Some rain on the Siyum Daf Yomi parade. Money quote:
While others around us rush to join in what they see as an opportunity to honor accomplishment in Torah study, we can, respectfully, disagree. When schools plan trips to attend the celebration, we can decline to be included. When others, in our presence, speak of how lovely and wonderful an event it will be, we can offer some analysis of the flaws spoken of here.Let it be said that the author, Rabbi Gidon Rothstein, is Orthodox and an instructor at a prominet day school, one that feeds students to Yeshivot like Gush, Shalavim, and KBY, as well as Yeshiva University.

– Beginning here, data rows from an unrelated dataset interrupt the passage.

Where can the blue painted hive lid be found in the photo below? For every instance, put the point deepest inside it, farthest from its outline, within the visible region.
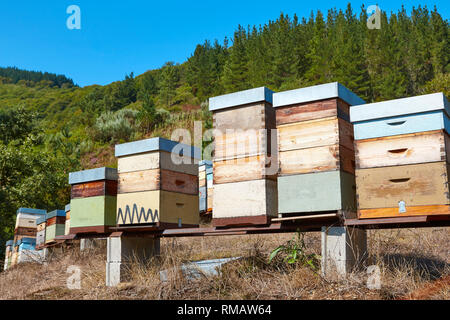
(56, 213)
(41, 220)
(26, 241)
(316, 93)
(400, 107)
(207, 163)
(157, 144)
(90, 175)
(240, 98)
(38, 212)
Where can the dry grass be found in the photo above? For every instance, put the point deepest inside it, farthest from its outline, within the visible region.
(410, 260)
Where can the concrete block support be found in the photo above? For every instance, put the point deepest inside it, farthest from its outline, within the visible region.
(343, 249)
(123, 250)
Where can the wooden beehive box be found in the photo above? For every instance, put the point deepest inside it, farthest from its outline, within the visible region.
(316, 153)
(8, 253)
(67, 228)
(55, 225)
(93, 200)
(402, 160)
(158, 183)
(204, 170)
(40, 234)
(243, 187)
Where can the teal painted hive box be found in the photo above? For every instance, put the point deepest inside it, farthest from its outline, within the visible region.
(93, 200)
(401, 116)
(55, 225)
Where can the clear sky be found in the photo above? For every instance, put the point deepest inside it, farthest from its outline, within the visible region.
(117, 37)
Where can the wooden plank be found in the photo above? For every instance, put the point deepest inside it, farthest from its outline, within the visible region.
(55, 220)
(316, 192)
(312, 110)
(93, 211)
(401, 125)
(410, 211)
(244, 117)
(94, 189)
(319, 159)
(157, 160)
(412, 148)
(241, 221)
(314, 216)
(308, 134)
(416, 185)
(242, 169)
(157, 206)
(239, 143)
(157, 179)
(246, 198)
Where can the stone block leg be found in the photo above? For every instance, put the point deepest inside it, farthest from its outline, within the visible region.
(343, 249)
(123, 250)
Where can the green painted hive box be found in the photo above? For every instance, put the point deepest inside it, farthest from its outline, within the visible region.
(93, 200)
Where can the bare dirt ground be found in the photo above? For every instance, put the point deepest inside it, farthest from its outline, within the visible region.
(413, 264)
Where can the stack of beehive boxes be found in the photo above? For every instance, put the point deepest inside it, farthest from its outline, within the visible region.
(204, 173)
(316, 153)
(55, 225)
(8, 254)
(402, 161)
(14, 254)
(27, 250)
(158, 183)
(67, 228)
(26, 223)
(245, 186)
(93, 200)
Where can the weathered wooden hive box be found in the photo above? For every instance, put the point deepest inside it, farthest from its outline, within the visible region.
(67, 227)
(402, 161)
(26, 222)
(8, 254)
(40, 234)
(244, 183)
(316, 153)
(55, 225)
(204, 172)
(14, 254)
(210, 188)
(93, 200)
(158, 183)
(27, 250)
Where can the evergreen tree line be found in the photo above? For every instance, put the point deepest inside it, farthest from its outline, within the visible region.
(31, 78)
(400, 59)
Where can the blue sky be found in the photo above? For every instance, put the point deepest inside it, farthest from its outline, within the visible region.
(117, 37)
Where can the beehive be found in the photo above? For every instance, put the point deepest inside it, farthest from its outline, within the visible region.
(67, 227)
(8, 254)
(26, 223)
(204, 172)
(402, 156)
(316, 153)
(40, 234)
(93, 200)
(244, 186)
(158, 183)
(55, 225)
(27, 250)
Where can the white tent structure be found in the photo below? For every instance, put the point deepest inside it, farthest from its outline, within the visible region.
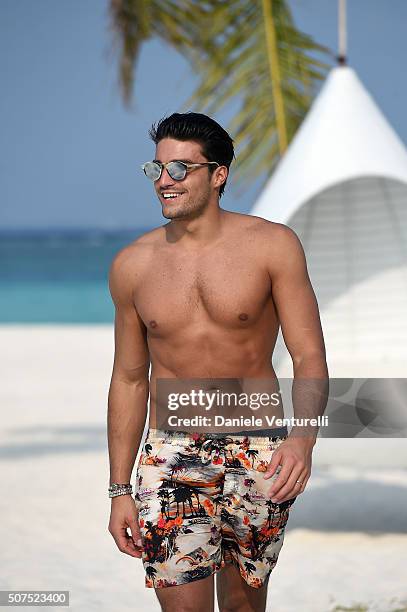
(342, 187)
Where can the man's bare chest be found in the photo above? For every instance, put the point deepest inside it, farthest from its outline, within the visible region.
(231, 291)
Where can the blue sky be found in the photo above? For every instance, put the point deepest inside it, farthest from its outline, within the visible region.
(71, 152)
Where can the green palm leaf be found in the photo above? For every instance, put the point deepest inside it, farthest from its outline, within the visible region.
(247, 52)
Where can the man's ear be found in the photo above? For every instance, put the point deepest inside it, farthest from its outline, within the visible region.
(221, 174)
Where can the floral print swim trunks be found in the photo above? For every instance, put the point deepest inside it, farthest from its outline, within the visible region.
(203, 502)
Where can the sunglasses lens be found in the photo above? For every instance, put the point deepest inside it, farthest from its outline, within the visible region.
(152, 170)
(177, 170)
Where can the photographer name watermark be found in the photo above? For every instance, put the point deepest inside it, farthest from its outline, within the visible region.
(335, 407)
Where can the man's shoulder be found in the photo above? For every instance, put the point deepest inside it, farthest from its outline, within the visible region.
(264, 228)
(137, 253)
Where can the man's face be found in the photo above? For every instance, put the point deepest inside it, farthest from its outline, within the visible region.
(194, 191)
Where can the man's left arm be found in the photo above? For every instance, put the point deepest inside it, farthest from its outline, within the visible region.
(297, 309)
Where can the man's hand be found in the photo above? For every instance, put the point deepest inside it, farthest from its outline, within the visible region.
(295, 457)
(124, 515)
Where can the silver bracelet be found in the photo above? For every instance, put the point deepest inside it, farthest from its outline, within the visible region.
(116, 489)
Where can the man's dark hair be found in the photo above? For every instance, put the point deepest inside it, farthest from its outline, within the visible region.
(216, 143)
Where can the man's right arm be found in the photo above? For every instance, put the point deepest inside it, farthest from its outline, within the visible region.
(129, 387)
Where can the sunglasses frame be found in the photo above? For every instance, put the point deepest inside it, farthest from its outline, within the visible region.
(186, 166)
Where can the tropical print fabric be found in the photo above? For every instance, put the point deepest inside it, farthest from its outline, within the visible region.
(203, 502)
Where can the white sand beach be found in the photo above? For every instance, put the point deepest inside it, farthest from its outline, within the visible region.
(346, 539)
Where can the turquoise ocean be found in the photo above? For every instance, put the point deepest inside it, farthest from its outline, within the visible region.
(58, 276)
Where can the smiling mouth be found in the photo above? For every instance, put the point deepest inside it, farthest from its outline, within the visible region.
(171, 195)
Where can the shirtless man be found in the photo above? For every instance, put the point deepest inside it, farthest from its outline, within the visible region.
(203, 296)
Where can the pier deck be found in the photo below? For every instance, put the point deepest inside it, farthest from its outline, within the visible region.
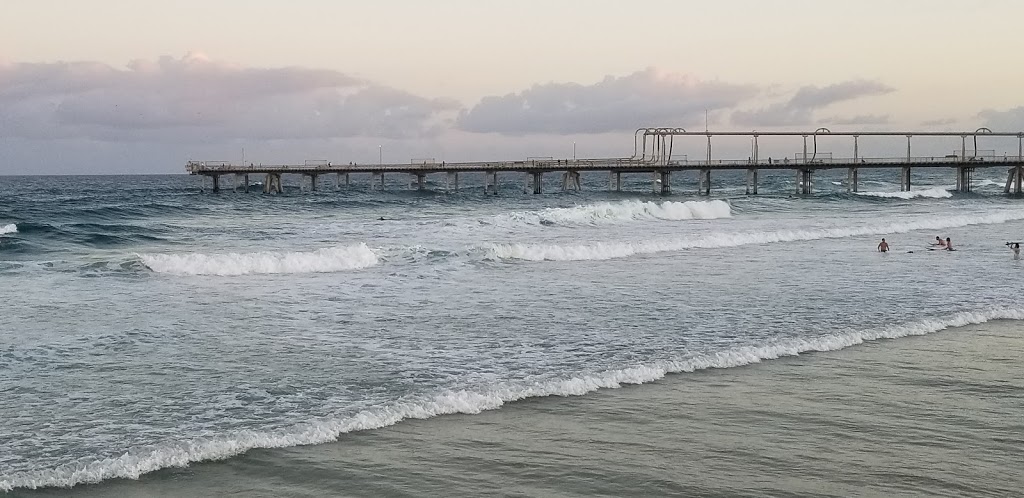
(653, 154)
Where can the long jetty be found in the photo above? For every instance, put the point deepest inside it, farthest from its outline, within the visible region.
(653, 151)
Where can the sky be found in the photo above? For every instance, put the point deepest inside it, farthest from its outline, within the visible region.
(140, 86)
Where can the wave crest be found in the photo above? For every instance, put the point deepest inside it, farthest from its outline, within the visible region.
(134, 463)
(322, 260)
(611, 250)
(935, 193)
(624, 211)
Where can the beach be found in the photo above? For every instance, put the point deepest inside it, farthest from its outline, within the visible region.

Staying away from communal Torah gatherings is and should be a difficult choice. But experience shows that a phenomenon such as Daf Yomi, enticing precisely because it relieves people of the obligation to take responsibility for growing in their knowledge of and understanding of Torah, will rule the day unless it is met with a reasoned and well - articulated opposition.
We usually boycott only that to which we object so strongly that we cannot stomach participating, that our presence would so necessarily imply approval, however limited, that we must remove ourselves from it. We should boycott the Siyum haShas not because it meets those criteria, but because it is the only way we have to shake our community out of its attachment to a practice that, as many admirable qualities as it has, is ultimately destructive for implementing study of Torah as a central value of the Jewish religion and of avodat Hashem.